"Buttery" means "oils tortured into butter-like form" |
My son has a dairy allergy. Eating dairy makes him throw up
and feel generally awful. Substitute dairy products range from acceptable to
horrendous. But even the best substitutes aren’t as good as the dairy
equivalent. As a result, some common household foods are kept in duplicates at
my house: dairy and non-dairy. The conversation below concerns butter and oils-fashioned-to-look-and-taste-like-butter.
We call the latter “special butter” for simplicity.
Matthew (pointing at his special butter): Does this come
from cows?
Me: No.
Matthew: Oh. Does dairy butter come from cows?
Me: Yes. Dairy butter comes from cows. Special butter does
not.
Matthew: Oh. Does special butter come from lions?
Me:…Uh… no. Special butter does not come from lions.

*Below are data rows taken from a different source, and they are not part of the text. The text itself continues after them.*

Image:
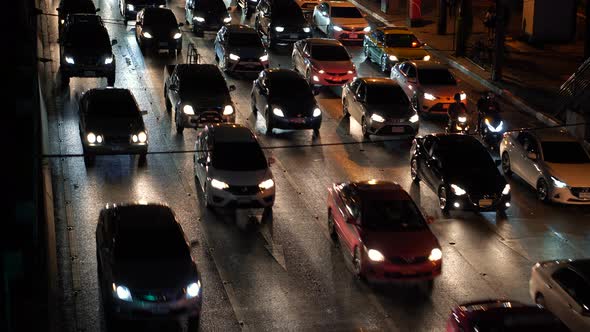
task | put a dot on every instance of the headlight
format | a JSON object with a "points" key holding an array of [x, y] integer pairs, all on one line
{"points": [[458, 190], [123, 293], [428, 96], [317, 112], [193, 289], [278, 112], [188, 109], [377, 118], [506, 190], [266, 184], [219, 184], [375, 255], [557, 183], [435, 255], [228, 110]]}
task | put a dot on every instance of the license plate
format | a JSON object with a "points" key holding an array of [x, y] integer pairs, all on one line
{"points": [[485, 202]]}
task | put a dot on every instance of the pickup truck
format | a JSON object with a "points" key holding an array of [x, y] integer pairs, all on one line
{"points": [[198, 94]]}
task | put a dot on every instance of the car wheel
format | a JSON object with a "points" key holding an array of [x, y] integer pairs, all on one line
{"points": [[443, 199], [414, 170], [542, 190], [506, 164]]}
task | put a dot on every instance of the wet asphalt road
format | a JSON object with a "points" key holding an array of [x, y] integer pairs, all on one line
{"points": [[285, 274]]}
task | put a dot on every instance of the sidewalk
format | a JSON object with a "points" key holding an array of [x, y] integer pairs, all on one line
{"points": [[531, 76]]}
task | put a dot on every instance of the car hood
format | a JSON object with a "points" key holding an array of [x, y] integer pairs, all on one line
{"points": [[333, 66], [404, 244], [575, 175], [154, 274], [241, 178]]}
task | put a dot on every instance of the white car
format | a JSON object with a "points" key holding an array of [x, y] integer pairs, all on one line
{"points": [[430, 85], [232, 169], [341, 20], [563, 287], [551, 161]]}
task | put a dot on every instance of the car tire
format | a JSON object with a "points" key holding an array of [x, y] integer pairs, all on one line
{"points": [[414, 170], [543, 190], [506, 164]]}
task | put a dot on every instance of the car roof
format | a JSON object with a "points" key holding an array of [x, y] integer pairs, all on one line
{"points": [[231, 133]]}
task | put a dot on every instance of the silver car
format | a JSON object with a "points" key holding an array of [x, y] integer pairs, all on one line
{"points": [[551, 161]]}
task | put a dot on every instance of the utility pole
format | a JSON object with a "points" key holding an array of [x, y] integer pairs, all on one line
{"points": [[498, 60]]}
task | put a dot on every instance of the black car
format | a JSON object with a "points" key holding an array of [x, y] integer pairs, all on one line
{"points": [[85, 49], [198, 94], [67, 7], [111, 122], [144, 263], [157, 28], [286, 100], [238, 49], [206, 15], [461, 171], [281, 22], [130, 8]]}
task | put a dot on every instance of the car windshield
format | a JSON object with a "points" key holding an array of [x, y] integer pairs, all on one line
{"points": [[244, 39], [329, 53], [385, 94], [346, 12], [392, 215], [401, 40], [436, 77], [238, 156], [564, 153]]}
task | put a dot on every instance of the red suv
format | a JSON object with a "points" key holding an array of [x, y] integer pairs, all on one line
{"points": [[502, 315], [383, 232]]}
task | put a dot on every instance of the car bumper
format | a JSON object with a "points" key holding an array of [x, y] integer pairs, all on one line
{"points": [[231, 198]]}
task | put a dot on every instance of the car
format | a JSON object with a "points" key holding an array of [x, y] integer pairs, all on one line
{"points": [[206, 15], [340, 20], [563, 287], [381, 107], [383, 232], [459, 169], [429, 85], [198, 94], [231, 168], [502, 315], [86, 49], [551, 161], [157, 28], [138, 279], [130, 8], [280, 22], [285, 100], [387, 46], [238, 48], [67, 7], [111, 122], [323, 62]]}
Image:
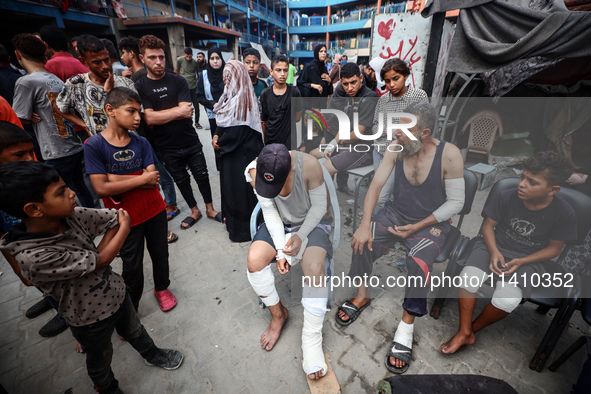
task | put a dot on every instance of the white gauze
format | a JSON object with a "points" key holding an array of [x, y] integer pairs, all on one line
{"points": [[507, 298], [455, 192], [472, 278], [404, 334], [313, 355], [263, 283]]}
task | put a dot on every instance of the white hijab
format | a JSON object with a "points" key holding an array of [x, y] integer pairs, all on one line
{"points": [[238, 104]]}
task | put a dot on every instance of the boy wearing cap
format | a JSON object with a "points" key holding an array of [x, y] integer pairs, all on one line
{"points": [[290, 188]]}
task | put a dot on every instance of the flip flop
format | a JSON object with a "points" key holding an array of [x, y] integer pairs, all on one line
{"points": [[172, 238], [189, 221], [218, 217], [172, 215], [400, 352], [350, 310]]}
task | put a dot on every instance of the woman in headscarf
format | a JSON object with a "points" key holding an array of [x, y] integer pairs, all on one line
{"points": [[314, 81], [335, 71], [210, 87], [239, 139]]}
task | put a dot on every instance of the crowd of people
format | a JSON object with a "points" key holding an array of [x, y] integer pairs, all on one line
{"points": [[120, 138]]}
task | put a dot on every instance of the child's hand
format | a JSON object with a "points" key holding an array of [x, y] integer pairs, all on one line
{"points": [[512, 266], [123, 217], [497, 264], [282, 266], [151, 177]]}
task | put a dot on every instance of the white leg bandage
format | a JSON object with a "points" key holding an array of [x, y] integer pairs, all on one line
{"points": [[404, 334], [263, 283], [314, 299], [312, 343], [472, 278], [507, 298]]}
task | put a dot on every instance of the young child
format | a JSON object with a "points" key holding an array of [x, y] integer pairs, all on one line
{"points": [[524, 228], [36, 93], [54, 248], [277, 105], [122, 171], [17, 145]]}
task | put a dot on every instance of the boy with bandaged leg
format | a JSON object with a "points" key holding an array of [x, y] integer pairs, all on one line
{"points": [[291, 190], [524, 228]]}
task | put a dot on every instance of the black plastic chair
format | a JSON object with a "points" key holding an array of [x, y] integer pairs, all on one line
{"points": [[585, 307], [455, 237], [546, 297]]}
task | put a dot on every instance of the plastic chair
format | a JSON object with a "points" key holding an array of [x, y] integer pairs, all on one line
{"points": [[561, 298], [256, 218], [483, 130], [454, 238]]}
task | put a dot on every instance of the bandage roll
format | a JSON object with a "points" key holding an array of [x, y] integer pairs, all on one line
{"points": [[313, 355], [472, 278], [263, 283], [507, 297]]}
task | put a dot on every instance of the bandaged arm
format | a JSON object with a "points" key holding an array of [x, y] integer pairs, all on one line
{"points": [[317, 210], [455, 192]]}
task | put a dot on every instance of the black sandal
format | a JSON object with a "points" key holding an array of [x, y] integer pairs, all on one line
{"points": [[350, 310]]}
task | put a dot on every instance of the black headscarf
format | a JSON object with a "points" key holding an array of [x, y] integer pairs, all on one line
{"points": [[319, 63], [215, 77]]}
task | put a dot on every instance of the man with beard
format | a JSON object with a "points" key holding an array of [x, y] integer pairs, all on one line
{"points": [[168, 109], [428, 191]]}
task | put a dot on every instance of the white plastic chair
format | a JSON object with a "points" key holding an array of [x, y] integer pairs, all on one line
{"points": [[483, 131]]}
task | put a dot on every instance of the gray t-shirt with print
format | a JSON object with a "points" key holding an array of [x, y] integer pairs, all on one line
{"points": [[36, 93]]}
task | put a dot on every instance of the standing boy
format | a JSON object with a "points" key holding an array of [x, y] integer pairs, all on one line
{"points": [[122, 171], [55, 249], [524, 228], [36, 93], [276, 104]]}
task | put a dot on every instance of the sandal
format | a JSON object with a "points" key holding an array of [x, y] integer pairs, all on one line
{"points": [[172, 237], [172, 215], [189, 221], [400, 352], [350, 310], [218, 217]]}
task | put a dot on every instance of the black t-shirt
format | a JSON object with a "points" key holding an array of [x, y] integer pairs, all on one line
{"points": [[280, 112], [165, 93], [524, 231], [364, 103]]}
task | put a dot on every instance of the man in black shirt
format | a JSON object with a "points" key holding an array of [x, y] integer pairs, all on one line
{"points": [[345, 154], [168, 108], [277, 105]]}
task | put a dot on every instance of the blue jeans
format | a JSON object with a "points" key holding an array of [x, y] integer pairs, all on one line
{"points": [[72, 172], [167, 184], [96, 340]]}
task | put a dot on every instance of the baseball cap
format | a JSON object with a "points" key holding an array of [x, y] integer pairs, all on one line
{"points": [[273, 167]]}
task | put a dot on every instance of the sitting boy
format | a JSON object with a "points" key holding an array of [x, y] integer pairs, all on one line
{"points": [[55, 250], [122, 171], [524, 228]]}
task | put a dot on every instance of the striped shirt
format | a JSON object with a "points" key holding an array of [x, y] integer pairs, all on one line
{"points": [[389, 103]]}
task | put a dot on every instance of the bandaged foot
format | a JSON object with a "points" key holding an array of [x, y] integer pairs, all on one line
{"points": [[314, 364], [403, 336]]}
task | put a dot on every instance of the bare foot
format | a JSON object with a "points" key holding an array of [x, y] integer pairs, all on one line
{"points": [[271, 334], [457, 343], [358, 302]]}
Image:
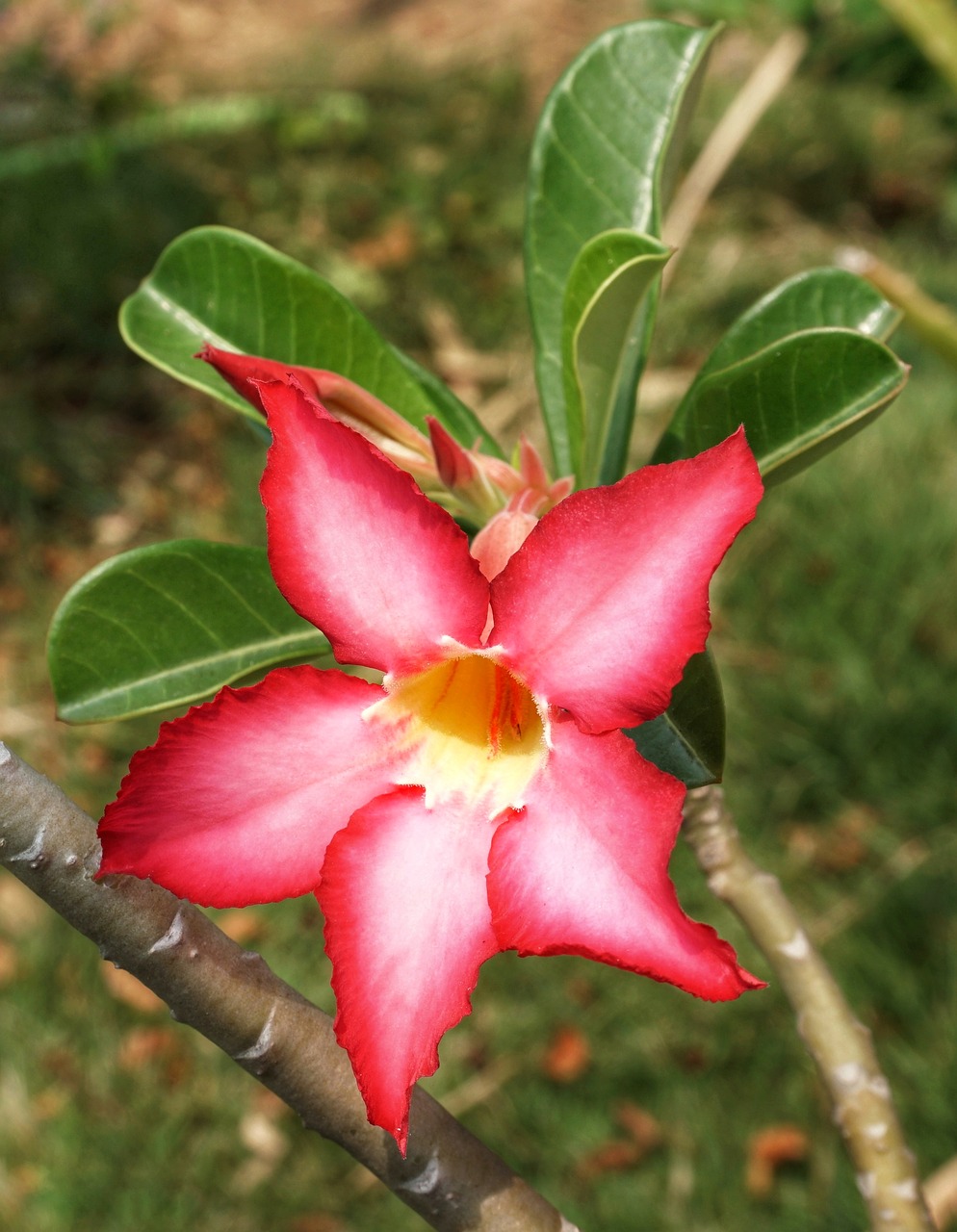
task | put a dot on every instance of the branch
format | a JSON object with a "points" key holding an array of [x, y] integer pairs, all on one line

Pictured: Butter factory |
This conversation got me thinking, what kind of person would
risk death to milk a wild lioness with cubs in order to turn that milk into
butter? This iron-willed person would look at a cow and say, “Nope. Teeth aren’t
long enough. No claws. Not dangerous enough.” Then look at a pride of lions and
say, “Yup. Gonna milk that one over there. The big one. Because my toast needs
to be buttered… by adventure.”
Lion butter: Because cows can’t kill and eat you, so there’s
no point in milking them.
Lion butter: It’s to die for.
An aside on dairy-free living:
The Nucoa buttery sticks pictured above are what we give our son in place of butter. They are remarkably okay. You can cook with them. You can spread them on toast. They like a celebrity look-alike. Close enough provided you're not looking too hard. That does not sound like an endorsement, but it's as close to one as I'm going to give. They're better than the zero other completely dairy-free butters I can buy locally. In a race of one, you're always the winner. And the loser too. But let's not dwell on that.